1939年に丹崎研究所(現 国際連合階層調査団)で偶然、我々の世界とは別に、並行した世界があることが発見された。
その世界は階層やレイヤーと呼ばれる。

現在、第六層までが発見されている。

国際連合階層調査団では1941年に物体を他の階層へ転送してから戻す ≪ゴーアンドリターン計画≫ を成功させ、それ以降、我々の世界を第一層とした世界階層マップを順次完成させた。
ジャンパーが活動を開始したのは、1986年ごろからと言われている。

各階層の成り立ちは不明なままだが、それぞれ独自の年号を持っているにも関わらず、その年数は一致している。
これにより、各階層はかつて同一の世界だった可能性が指摘されている。

第一層:

我々の世界。
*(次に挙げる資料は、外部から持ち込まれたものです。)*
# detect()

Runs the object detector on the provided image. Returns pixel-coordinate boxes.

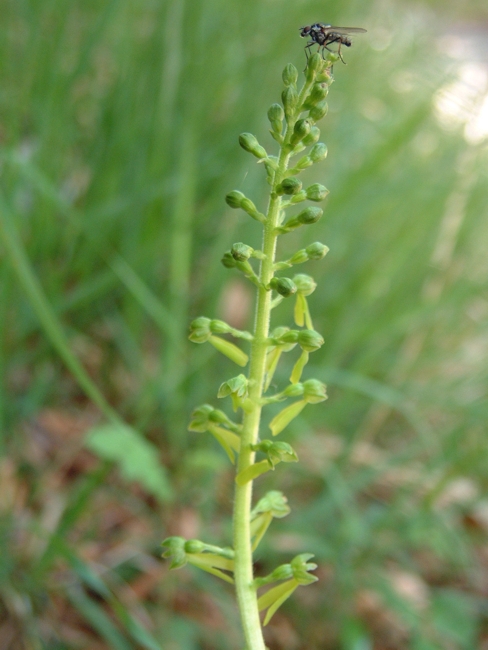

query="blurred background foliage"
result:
[0,0,488,650]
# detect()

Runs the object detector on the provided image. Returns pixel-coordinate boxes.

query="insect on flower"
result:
[300,23,366,63]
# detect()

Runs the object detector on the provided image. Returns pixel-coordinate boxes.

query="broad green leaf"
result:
[85,423,172,502]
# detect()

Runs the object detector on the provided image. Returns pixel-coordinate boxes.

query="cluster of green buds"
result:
[164,53,342,650]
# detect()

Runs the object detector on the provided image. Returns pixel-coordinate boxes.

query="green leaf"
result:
[269,400,307,436]
[85,423,172,502]
[258,579,298,625]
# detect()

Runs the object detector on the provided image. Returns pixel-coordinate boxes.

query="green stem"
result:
[234,72,312,650]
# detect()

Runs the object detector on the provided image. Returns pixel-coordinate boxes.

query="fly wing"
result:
[326,25,367,34]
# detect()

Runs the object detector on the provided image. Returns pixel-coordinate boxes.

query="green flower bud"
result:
[306,52,324,81]
[290,120,310,147]
[309,142,327,163]
[220,251,236,269]
[307,83,329,108]
[239,133,268,158]
[217,375,249,397]
[302,125,320,147]
[281,86,298,122]
[184,539,205,553]
[230,242,254,262]
[307,183,329,201]
[298,330,324,352]
[269,278,297,298]
[225,190,246,208]
[288,248,308,264]
[209,319,232,334]
[240,197,266,223]
[188,404,214,433]
[188,316,211,343]
[275,330,298,343]
[308,101,329,122]
[268,104,285,133]
[295,208,324,225]
[293,273,317,296]
[305,241,329,260]
[303,379,327,404]
[283,63,298,86]
[290,553,318,585]
[283,383,303,397]
[276,176,302,195]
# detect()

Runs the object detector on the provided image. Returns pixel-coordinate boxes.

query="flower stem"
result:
[234,71,312,650]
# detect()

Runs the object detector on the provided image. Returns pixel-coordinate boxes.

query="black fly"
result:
[300,23,366,63]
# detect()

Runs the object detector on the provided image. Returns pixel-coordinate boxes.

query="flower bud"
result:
[188,404,214,433]
[283,63,298,86]
[283,383,303,397]
[281,86,298,122]
[306,52,324,81]
[295,208,324,225]
[303,379,327,404]
[307,183,329,201]
[302,125,320,147]
[230,242,254,262]
[209,318,232,334]
[306,83,329,108]
[288,248,309,264]
[220,251,236,269]
[293,273,317,296]
[268,104,285,133]
[305,241,329,260]
[290,120,310,147]
[309,142,327,163]
[188,316,211,343]
[269,278,297,298]
[225,190,246,208]
[184,539,205,553]
[239,133,268,158]
[275,330,298,343]
[276,176,302,195]
[298,330,324,352]
[308,101,329,122]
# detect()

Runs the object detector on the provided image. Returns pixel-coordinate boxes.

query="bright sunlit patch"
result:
[434,62,488,144]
国際連合階層調査団の管理下以外では他階層に関与できないよう国際法で取り締まられている。

第二層:

1939年に発見された最初の他階層。
調査団の報告によると、戦争や内戦の絶えない危険な世界だとのこと。
支配層を除き、この世界の住民には他階層の存在を知らされていない。
この階層出身者が他階層へ飛べるのかどうかは未確認。

第三層:

1941年に第四層と共に発見された。
治安は悪いが、いくつか安全に暮らせる街もあり、今まで発見された中では最も第一層に近い世界である。
この階層でジャンパー拉致事件が起きたので、現在は調査が制限されている。
支配層を除き、この世界の住民には他階層の存在を知らされていない。
この階層出身者が他階層へ飛べるのかどうかは未確認。

第四層:

第三層と共に1941年に発見された。これまでに発見された階層の中で唯一戦争や紛争から離脱した世界。
何でも話し合いで解決するように国際的に定められているので、永遠の話し合いが続いている。
非常に平和で温和な住民が暮らすが、なぜか自殺率が異常に高い。
支配層を除き、この世界の住民には他階層の存在を知らされていない。
この階層出身者が他階層へ飛べるのかどうかは未確認。

第五層:

1975年に発見された。平均的なバランスの取れた世界。少々資本主義に走り過ぎな面があるが、おそらく現在発見されている中で一番生活しやすいのではと思われる世界。
支配層を除き、この世界の住民には他階層の存在を知らされていない。
この階層出身者が他階層へ飛べるのかどうかは未確認。

第六層:

2020年に発見された一番新しい階層。3月ころに突如として出現したとされる。
調査団の報告によると、第六層にはまだ潜入が成功していない。

第三層で活動中のジャンパーが襲撃される事件が起き、犯人を追跡したところ、第六層の存在が明らかとなった。

第六層について公表されている情報は以下のとおり。

・第六層から来た者が、第三・五層へジャンプした痕跡はあるが、それ以外はない。他の階層には飛べないのではないかと推測されている。
・第六層から来た者は、第三層でジャンパーを拉致し、記憶を改ざんして第五層へと転送したが、目的は不明。
・殺害した第六層からの刺客を調査したところ、我々の知るどの人類とも構造が異なっていたとのこと。詳細は未公開。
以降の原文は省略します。